In Senior Year at Topeka High in the New York Times, Anemona Hartocollis talks to 12th graders, their parents and their counselors at her old high school. Nearly all students want to go to college, but some never enroll and many who do never earn a degree, she writes. It’s called the “aspirations-attainment gap.”
“Applying to college requires a huge amount of social capital — the support of family, friends, mentors and teachers — as well as personal drive and initiative,” she writes.
Topeka High is in many ways an all-American school, the largest public high school in this sprawling low-rise city of about 127,000 people. The school has a strong racial, ethnic and economic mix among its 1,800 students.

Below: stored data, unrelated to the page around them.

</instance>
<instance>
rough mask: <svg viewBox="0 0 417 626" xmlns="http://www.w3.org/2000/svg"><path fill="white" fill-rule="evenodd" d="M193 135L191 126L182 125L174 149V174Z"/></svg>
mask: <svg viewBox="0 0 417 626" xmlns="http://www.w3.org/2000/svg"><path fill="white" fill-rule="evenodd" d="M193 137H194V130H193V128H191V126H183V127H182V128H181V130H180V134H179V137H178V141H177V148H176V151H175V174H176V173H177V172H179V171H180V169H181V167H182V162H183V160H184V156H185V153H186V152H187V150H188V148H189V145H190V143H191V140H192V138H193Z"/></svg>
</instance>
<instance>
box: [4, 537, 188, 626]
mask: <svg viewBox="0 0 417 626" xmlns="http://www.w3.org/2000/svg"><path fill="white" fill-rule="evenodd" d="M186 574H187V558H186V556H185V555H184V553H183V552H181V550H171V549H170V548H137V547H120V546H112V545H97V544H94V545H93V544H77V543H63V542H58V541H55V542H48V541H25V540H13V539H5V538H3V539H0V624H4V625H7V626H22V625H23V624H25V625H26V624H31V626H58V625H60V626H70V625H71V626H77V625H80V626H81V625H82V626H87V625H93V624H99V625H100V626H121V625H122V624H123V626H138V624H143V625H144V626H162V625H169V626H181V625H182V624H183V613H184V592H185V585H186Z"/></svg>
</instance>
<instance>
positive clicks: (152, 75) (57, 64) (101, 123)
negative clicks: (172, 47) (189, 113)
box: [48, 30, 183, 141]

. . . A handful of students, mainly affluent ones, will go to the Ivy League. But the graduation rate hovers in the low 70 percent range, the principal said; 45 percent of graduates go to a four-year college, and 17 percent go to a two-year college.
She talks to a boy who’s taking honors classes, but considering technical school as well as college. His farmer dad wants him to enlist in the military or work before starting college. His mother favors college, but doesn’t know how the application process works.
Another boy, a frequent truant from a “downwardly mobile” family, wants to be a musician. Can he do better than his dropout brother?
An ambitious black girl wants to be a doctor. She’s done everything right in high school, but can she get the counseling and financial aid she’ll need to make her dream a reality?